Trillions of dollars are exchanged on a daily basis in the Foreign Exchange Currency Market (FOREX). Governments, banks and businesses trade currencies with one another for various reasons, but all of them seek to do so in a way that is to their greatest advantage.
In the late 1990s, the currency exchange market was opened to individual investors in a process known as retail forex trading. Estimates vary, but it is thought that retail trading accounts for $50-100 billion in daily volume.
Retail traders use the Internet along with trading software and two types of forex broker to trade using margin. The term margin simply means that the trader must risk only a small percentage of the trade size in order to control a much larger block of currency. Forex brokers offer traders the ability to buy or sell currency pairs.
Using the largest currency pair in terms of daily volume, the EUR/USD, Australian brokers like Thinkforex match traders who think that the euro will increase in value compared to the dollar with traders who think the euro will decrease in value compared to the dollar.

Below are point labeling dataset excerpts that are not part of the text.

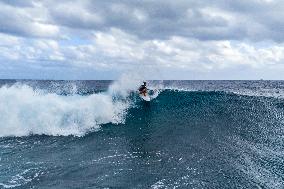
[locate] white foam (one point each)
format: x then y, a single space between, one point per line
25 111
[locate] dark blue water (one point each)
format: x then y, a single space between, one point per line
194 134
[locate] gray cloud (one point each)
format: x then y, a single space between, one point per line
112 36
232 20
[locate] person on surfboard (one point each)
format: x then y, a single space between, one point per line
143 89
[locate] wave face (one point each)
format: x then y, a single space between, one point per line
194 134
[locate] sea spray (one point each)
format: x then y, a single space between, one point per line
25 110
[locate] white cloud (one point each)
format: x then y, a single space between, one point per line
194 36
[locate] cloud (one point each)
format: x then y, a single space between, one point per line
114 36
26 21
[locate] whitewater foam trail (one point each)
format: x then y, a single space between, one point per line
25 111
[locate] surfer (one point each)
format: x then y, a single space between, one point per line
143 89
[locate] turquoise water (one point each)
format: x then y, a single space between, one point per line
194 134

Another type of broker is known as the market maker, which involves the brokers automatically taking the opposite side of a currency transaction to that of their customer. This may sound contradictory, as though the broker is working against the customer, but consider this example. Customer A wants to buy a currency pair, so the broker sells it to that customer. Customer B wants to sell the same currency pair, so the broker will buy it from that customer. It is the fact that some customers will want to buy and others will want to sell that makes it possible for the market to function. Without buyers and sellers, there would be no forex market.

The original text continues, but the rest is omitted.